With this API, we can use the recipe_id and the dataset_public_url to make a mapping of datasets that then we can use with xpublish.

With that we can build a mapper from recipe_ids to the Zarr URLs needed to load them.

def pangeo_forge_dataset_map():
    datasets = requests.get(recipe_runs_url)
    datasets = [r for r in datasets if r["dataset_public_url"]]
    return {r["recipe_id"]: r["dataset_public_url"] for r in datasets}

Dataset Loader#

From there, we need a function that can will take a dataset_id as a string, and return an xarray dataset. xpublish by default curries a function with the datasets passed to the init method as a loader, but we can get more creative and delay dataset access until needed.

def get_pangeo_forge_dataset(dataset_id: str) -> xr.Dataset:
    dataset_map = pangeo_forge_dataset_map()
    zarr_url = dataset_map[dataset_id]

    mapper = fsspec.get_mapper(zarr_url)
    ds = xr.open_zarr(mapper, consolidated=True)
    return ds

Connecting it together in the __init__ method#

Instead of calling super in the init method and having to pass in mock info, we can override the whole init and change the signature.

class DynamicRest(xpublish.Rest):
    def __init__(self, routers=None, cache_kws=None, app_kws=None):
        self._get_dataset_func = get_pangeo_forge_dataset
        self._datasets = list(pangeo_forge_dataset_map().keys())
        dataset_route_prefix = "/datasets/{dataset_id}"
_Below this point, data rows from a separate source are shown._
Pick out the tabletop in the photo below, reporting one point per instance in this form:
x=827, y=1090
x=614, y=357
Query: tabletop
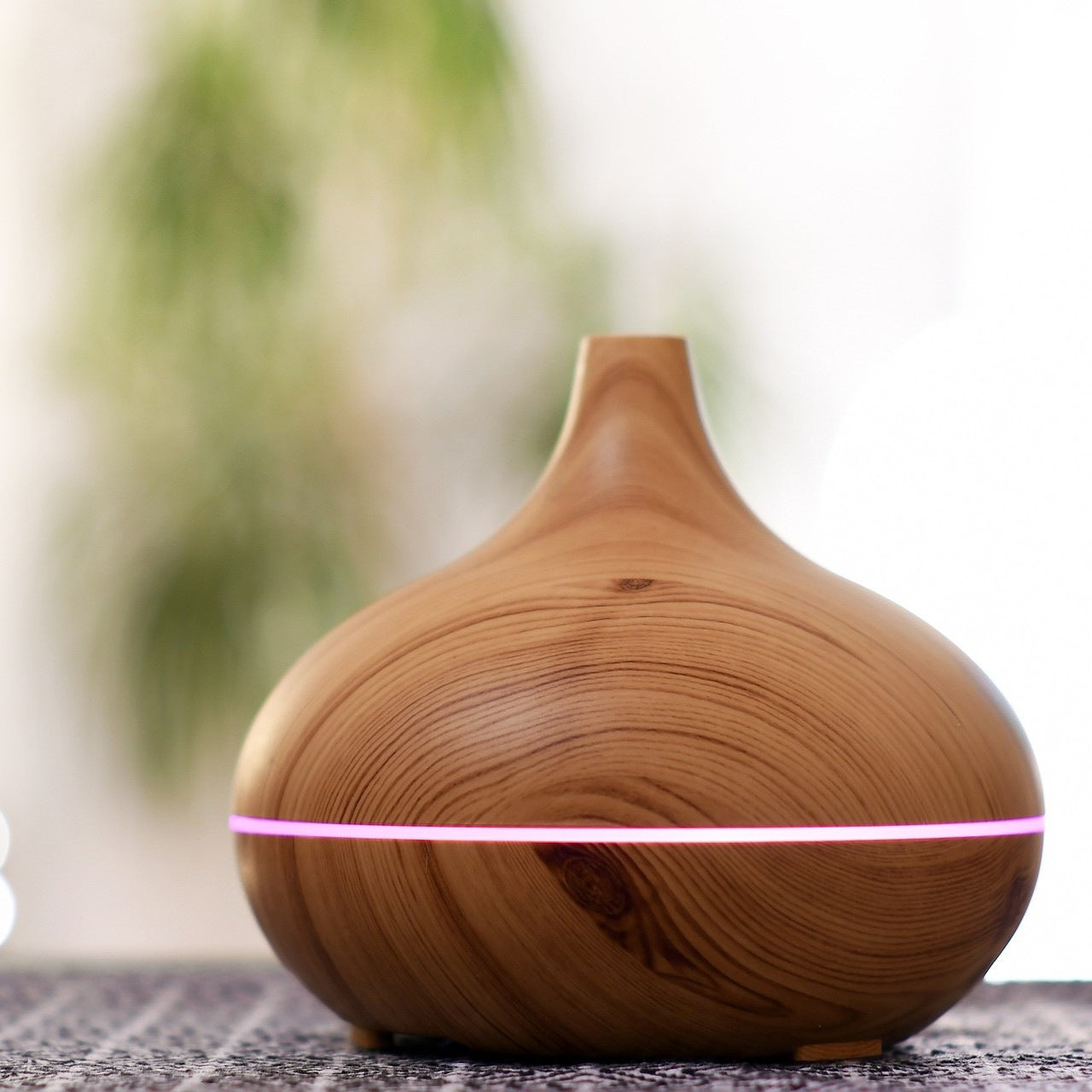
x=256, y=1028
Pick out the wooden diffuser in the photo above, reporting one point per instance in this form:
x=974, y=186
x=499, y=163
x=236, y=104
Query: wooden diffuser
x=635, y=779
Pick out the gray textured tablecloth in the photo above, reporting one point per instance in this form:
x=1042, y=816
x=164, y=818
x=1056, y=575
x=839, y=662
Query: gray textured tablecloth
x=249, y=1028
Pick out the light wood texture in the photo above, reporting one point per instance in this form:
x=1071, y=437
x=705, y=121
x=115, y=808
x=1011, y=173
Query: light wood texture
x=839, y=1052
x=636, y=648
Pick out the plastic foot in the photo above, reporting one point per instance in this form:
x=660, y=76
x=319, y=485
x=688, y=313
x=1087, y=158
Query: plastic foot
x=369, y=1038
x=839, y=1052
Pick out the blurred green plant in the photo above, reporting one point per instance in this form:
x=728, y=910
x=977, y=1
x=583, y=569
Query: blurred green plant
x=233, y=508
x=229, y=515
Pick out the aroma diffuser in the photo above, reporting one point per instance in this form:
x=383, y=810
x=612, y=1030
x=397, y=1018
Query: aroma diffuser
x=635, y=779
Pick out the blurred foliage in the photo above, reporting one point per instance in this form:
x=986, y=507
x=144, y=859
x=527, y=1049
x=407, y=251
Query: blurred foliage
x=229, y=517
x=233, y=508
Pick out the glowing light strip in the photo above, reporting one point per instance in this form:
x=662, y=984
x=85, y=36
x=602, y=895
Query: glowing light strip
x=722, y=835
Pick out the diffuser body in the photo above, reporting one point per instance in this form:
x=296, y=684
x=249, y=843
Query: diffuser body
x=636, y=652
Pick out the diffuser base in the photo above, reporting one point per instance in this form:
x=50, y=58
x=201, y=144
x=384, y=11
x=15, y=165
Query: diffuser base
x=839, y=1052
x=365, y=1038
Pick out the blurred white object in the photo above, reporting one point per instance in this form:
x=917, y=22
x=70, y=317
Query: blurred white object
x=7, y=896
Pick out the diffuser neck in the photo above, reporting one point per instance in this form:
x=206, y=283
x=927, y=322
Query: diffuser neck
x=634, y=441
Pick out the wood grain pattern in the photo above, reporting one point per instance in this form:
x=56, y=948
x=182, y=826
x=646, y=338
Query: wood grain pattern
x=636, y=648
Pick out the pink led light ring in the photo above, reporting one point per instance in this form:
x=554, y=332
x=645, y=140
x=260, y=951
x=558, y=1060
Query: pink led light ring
x=720, y=835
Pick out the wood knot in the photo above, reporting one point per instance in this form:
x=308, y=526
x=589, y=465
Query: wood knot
x=632, y=584
x=590, y=880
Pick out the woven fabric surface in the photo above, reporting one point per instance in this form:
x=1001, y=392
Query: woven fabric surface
x=254, y=1028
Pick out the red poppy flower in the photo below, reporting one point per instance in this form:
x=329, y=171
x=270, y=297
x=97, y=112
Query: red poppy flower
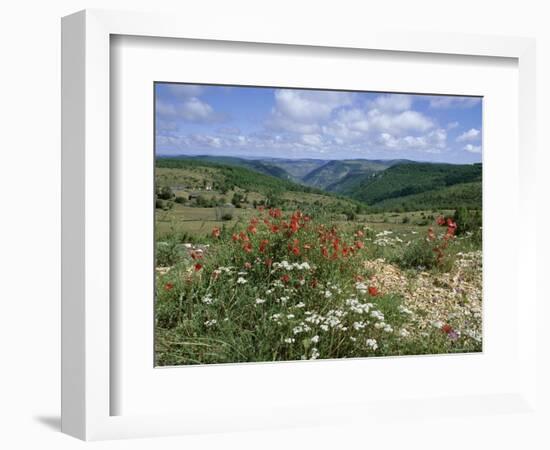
x=275, y=213
x=196, y=255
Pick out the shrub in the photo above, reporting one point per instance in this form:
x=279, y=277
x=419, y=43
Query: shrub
x=467, y=221
x=165, y=193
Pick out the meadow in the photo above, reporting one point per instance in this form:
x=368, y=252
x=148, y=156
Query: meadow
x=252, y=269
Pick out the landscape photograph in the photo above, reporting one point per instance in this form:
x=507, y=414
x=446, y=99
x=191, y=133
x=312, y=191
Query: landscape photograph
x=307, y=224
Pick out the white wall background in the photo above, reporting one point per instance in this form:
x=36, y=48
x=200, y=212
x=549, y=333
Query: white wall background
x=30, y=198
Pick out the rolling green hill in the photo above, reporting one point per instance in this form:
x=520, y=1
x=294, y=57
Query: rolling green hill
x=379, y=184
x=467, y=195
x=334, y=176
x=407, y=179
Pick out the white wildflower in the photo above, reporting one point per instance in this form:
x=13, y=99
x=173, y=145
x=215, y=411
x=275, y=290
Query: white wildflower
x=314, y=353
x=372, y=344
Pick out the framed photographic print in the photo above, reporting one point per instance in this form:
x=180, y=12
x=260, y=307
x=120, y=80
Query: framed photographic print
x=260, y=227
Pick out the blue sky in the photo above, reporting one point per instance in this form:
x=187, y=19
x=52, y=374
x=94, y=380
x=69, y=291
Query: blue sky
x=298, y=123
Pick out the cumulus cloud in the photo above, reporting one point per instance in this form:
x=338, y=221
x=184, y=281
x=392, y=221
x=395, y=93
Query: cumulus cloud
x=446, y=102
x=392, y=102
x=433, y=142
x=473, y=134
x=303, y=111
x=473, y=148
x=190, y=109
x=185, y=90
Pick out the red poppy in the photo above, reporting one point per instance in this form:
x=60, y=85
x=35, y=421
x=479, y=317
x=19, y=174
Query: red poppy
x=263, y=245
x=196, y=254
x=275, y=213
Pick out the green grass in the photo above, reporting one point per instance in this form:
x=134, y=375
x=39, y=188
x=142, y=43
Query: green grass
x=211, y=313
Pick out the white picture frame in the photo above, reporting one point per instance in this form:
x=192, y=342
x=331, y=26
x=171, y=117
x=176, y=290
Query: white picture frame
x=87, y=386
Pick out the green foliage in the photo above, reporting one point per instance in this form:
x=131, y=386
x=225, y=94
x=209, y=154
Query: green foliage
x=165, y=193
x=418, y=254
x=467, y=221
x=402, y=180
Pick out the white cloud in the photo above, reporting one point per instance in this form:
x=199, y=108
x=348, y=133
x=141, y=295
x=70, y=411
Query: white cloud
x=190, y=109
x=399, y=123
x=473, y=134
x=445, y=102
x=392, y=102
x=185, y=90
x=433, y=142
x=473, y=148
x=303, y=111
x=312, y=139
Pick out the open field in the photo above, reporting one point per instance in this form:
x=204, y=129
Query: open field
x=269, y=272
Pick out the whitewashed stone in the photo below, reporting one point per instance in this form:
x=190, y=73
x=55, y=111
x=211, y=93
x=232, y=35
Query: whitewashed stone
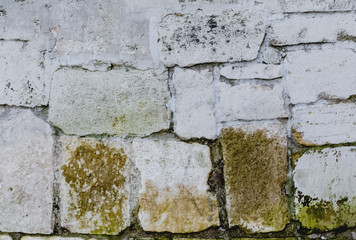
x=26, y=178
x=324, y=124
x=94, y=185
x=257, y=71
x=187, y=39
x=325, y=183
x=321, y=73
x=21, y=80
x=250, y=101
x=194, y=103
x=316, y=5
x=174, y=193
x=124, y=102
x=304, y=29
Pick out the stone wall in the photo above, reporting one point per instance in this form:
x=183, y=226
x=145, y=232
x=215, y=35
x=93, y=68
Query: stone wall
x=177, y=119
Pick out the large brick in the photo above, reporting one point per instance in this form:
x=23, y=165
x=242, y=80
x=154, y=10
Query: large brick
x=250, y=101
x=321, y=73
x=94, y=185
x=324, y=124
x=21, y=79
x=303, y=29
x=174, y=193
x=255, y=173
x=193, y=103
x=188, y=39
x=124, y=102
x=26, y=175
x=325, y=184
        self._app_routers = rest._set_app_routers(routers, dataset_route_prefix)

        self._app = None
        self._app_kws = {}
        if app_kws is not None:
            self._app_kws.update(app_kws)

        self._cache = None
        self._cache_kws = {"available_bytes": 1e6}
        if cache_kws is not None:
            self._cache_kws.update(cache_kws)

The first three lines of the method are the key ones. We are setting our dataset function for the get_dataset_func, listing the ids of our datasets, and setting the prefix that we want to have multiple dataset access.

The rest of the method is unchanged.

From there, you can call rest = DynamicRest() or pass in routers as normal with xpublish.

What next?#

There are a few things that could be further improved with this method. The biggest improvement would be to cache the dataset_ids and datasets themselves.

Since both of these are used as FastAPI dependencies, they can also use dependencies themselves.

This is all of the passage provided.